Хамзат опять зарыдал.

– Там они. У них… Акиф был тяжело ранен в голову, не знаю, жив ли теперь… Расула же избили арматурой, палками, ремнем… Наверно, до смерти. Не дышал он. Был там один изверг, Мкртычем звали…

Он вдруг начал выть и биться головой о дерево. Никто его не остановил. Мне показалось, что схожу с ума.

– А тебя? Как ты ушел? – каким-то чужим голосом я задал ему мучивших всех нас вопрос.

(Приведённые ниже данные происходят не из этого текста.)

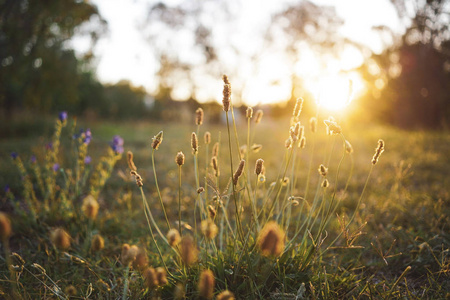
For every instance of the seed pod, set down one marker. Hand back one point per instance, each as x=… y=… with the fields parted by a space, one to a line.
x=298 y=107
x=348 y=147
x=130 y=161
x=157 y=140
x=259 y=166
x=194 y=143
x=90 y=207
x=199 y=116
x=5 y=226
x=378 y=151
x=212 y=212
x=207 y=138
x=173 y=237
x=179 y=159
x=271 y=240
x=215 y=165
x=249 y=112
x=238 y=172
x=323 y=170
x=209 y=229
x=226 y=93
x=258 y=117
x=206 y=284
x=150 y=278
x=313 y=124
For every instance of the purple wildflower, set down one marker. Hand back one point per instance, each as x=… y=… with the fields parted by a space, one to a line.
x=62 y=116
x=55 y=167
x=87 y=136
x=117 y=144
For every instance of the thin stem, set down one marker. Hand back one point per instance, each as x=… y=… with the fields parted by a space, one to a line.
x=157 y=189
x=179 y=199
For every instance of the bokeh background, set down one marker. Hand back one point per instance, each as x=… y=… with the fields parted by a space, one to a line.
x=139 y=59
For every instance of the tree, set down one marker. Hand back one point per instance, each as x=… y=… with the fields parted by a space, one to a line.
x=37 y=69
x=410 y=81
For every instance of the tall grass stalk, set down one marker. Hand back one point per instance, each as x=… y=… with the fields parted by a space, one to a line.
x=157 y=189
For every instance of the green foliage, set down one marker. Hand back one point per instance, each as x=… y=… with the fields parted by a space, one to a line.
x=405 y=207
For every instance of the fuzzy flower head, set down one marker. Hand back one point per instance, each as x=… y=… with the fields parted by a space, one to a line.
x=157 y=140
x=271 y=240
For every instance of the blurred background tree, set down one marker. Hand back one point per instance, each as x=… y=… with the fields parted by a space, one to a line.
x=409 y=82
x=38 y=69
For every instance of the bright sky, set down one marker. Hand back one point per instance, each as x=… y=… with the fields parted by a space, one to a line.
x=124 y=54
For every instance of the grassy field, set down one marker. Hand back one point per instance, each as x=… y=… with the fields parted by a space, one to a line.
x=397 y=245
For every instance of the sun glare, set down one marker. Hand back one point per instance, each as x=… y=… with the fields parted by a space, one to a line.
x=335 y=92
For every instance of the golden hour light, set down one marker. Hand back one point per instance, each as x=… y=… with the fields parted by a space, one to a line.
x=243 y=149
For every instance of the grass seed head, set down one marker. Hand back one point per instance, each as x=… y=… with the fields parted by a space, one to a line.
x=226 y=295
x=215 y=151
x=60 y=239
x=209 y=229
x=259 y=166
x=288 y=143
x=173 y=237
x=258 y=116
x=179 y=159
x=207 y=137
x=249 y=112
x=215 y=165
x=206 y=284
x=5 y=226
x=323 y=170
x=238 y=172
x=90 y=207
x=302 y=143
x=161 y=276
x=150 y=278
x=313 y=124
x=211 y=211
x=194 y=143
x=199 y=116
x=256 y=147
x=332 y=126
x=188 y=250
x=98 y=243
x=298 y=107
x=271 y=240
x=378 y=151
x=130 y=161
x=157 y=140
x=348 y=147
x=226 y=93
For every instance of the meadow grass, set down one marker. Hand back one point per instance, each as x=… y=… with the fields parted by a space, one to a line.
x=396 y=247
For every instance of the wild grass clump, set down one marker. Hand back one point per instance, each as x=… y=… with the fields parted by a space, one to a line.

– Ашот!.. Его сначала не было. Когда настал мой черед, этот Мкртыч начал бить и меня. Но вдруг, бросив портупею в сторону, схватился за нож. Я мысленно простился с жизнью и начал молиться Аллаху. Вдруг услышал знакомый голос:

– Не надо убивать этого турка. Лучше возьмем за него выкуп.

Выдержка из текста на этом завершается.